Workshops

A syllabus represents a key opportunity for an instructor to increase the equity and inclusivity of a biology course. Syllabi provide students with information about the instructor’s teaching practices and expectations, allow students to develop their own expectations for the course and the instructor, and can lay the foundation for the student-instructor relationship even before the first day of class. Using the syllabus to clearly convey course expectations and information may be especially advantageous for certain groups, such as first-generation students, who are less likely to acquire information about college from their parents. To identify the elements of a syllabus that promote equity and inclusivity, Gin et al. (2021) developed the Syllabus Inclusive Rubric, which provides a starting point for identifying the elements of an inclusive syllabus and a useful self-evaluation tool for instructors to use. We developed a revision of their rubric, which we call the Inclusive-Equity (IE) Rubric. The IE rubric expands upon the elements from the Syllabus Inclusive rubric, accounts for the degree to which each inclusivity element is represented, and can be used as a scoring tool to measure the overall inclusivity of a syllabus.

In this workshop, we will facilitate a discussion of inclusive and equity-minded practices in classrooms and on syllabi. Participants will be provided with sample syllabi and work in breakout groups to evaluate their level of equity and inclusivity using the IE Rubric. Finally, participants will discuss the strengths and weaknesses of the IE rubric, propose other elements that may be missing from the current rubric, and identify ways in which they can incorporate elements of inclusivity and equity into their own syllabi and classrooms.

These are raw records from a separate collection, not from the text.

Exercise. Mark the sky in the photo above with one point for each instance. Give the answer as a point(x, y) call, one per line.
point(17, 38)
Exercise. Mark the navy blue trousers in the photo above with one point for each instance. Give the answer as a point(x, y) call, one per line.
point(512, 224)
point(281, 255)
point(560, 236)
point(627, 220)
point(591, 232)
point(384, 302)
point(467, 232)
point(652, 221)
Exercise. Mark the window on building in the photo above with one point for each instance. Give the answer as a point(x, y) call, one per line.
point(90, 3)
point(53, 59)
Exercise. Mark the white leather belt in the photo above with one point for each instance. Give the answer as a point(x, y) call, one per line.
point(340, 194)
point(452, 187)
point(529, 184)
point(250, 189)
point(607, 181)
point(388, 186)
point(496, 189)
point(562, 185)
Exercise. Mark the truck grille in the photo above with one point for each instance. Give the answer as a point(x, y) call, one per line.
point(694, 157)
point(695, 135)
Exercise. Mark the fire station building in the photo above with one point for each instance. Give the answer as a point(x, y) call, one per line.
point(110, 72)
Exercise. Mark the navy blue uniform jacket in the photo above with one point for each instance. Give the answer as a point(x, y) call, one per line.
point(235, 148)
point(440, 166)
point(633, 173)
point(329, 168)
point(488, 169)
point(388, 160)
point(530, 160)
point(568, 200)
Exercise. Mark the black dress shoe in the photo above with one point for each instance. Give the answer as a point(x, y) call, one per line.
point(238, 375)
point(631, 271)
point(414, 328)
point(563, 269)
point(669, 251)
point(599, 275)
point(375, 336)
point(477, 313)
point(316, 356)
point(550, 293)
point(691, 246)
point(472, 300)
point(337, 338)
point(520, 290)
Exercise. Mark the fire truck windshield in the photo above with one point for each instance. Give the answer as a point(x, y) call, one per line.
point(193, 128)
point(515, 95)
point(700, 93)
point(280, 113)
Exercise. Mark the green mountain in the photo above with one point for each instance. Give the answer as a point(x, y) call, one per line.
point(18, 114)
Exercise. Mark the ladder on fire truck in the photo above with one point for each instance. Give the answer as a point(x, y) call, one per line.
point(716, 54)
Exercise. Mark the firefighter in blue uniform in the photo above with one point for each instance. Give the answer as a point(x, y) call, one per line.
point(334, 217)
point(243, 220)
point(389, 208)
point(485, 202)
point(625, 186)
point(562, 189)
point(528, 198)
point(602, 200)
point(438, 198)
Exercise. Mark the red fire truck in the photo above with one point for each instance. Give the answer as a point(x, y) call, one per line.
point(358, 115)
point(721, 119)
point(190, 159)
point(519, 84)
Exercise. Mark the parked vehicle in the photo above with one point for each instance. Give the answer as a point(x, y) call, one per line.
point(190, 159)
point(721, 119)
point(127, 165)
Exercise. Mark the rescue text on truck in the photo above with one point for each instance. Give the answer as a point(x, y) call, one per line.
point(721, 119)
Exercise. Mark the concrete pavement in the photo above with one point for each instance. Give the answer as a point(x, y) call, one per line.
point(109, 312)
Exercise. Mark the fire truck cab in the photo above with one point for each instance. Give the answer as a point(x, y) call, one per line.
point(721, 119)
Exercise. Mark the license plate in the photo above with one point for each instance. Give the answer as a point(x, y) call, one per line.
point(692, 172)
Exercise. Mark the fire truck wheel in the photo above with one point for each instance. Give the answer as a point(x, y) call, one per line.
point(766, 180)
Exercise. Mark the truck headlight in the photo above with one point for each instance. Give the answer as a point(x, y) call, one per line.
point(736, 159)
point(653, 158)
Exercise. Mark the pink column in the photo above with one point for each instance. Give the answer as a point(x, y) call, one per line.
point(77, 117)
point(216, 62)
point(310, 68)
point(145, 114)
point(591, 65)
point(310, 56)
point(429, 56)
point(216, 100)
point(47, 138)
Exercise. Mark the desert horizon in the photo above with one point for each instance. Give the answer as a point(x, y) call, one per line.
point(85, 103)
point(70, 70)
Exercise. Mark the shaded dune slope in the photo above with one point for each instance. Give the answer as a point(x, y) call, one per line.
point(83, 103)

By engaging in this workshop, participants will

• Identify inclusive and equity-minded teaching elements that may be represented in course syllabi

• Evaluate biology course syllabi using the Inclusive-Equity Rubric for syllabi

• Reflect on their own syllabi to seek areas where inclusion and equity could be strengthened.

This workshop focuses on development and implementation of structured peer review activities in large biology courses, with the goal to foster participants' development of their own peer review activities for their course. Further, we will offer a model and tips for those interested in treating the project as a discipline based education research (DBER) project. We will offer suggestions for a protocol to follow if the participants choose to collect data from their course regarding the effects the peer review activities . Peer review offers a scalable way to incorporate formative writing assignments into large courses. Peer review activities support learning gains (Halim et al., 2018; Lundstrom & Baker, 2009; Patchan et al., 2009), and have been implemented in STEM courses (Gunersel et al., 2008; Reynolds & Moskovitz, 2008; Robinson, 2001). In the workshop we will explain our model for structured peer reviews which are assignments predicated on the idea that biology is a community that has norms, knowledge making practices, and approaches that are apparent to professors (experts), but that not apparent to students (novices; e.g. Bransford 2000; Batzli et al., 2016). The goal of the structured peer review is to provide students with keys to access biology. Structured peer reviews can deepen student understanding through development of metacognitive strategies, and foster their sense of membership and belonging in biology. During the workshop the facilitators will be switching between presentations, whole group, and small group discussions throughout the entire workshop (see detailed outline below). Participants will be in small groups based on the types of concepts they want to focus on in the creation of their peer review assignments to foster engagement among participants. Using these engagement strategies participants will leave with (1) having had a discussion of difficult course concepts with other biologists (2) with a structured peer review assignment that they can use in their course (3) a draft of a research question, and (4) a protocol to start with if their goal is a DBER project.

Participants will:

• Identify difficult concepts that students struggle with, with a focus on concepts whose application is fundamental to active participation in the community of Biologists.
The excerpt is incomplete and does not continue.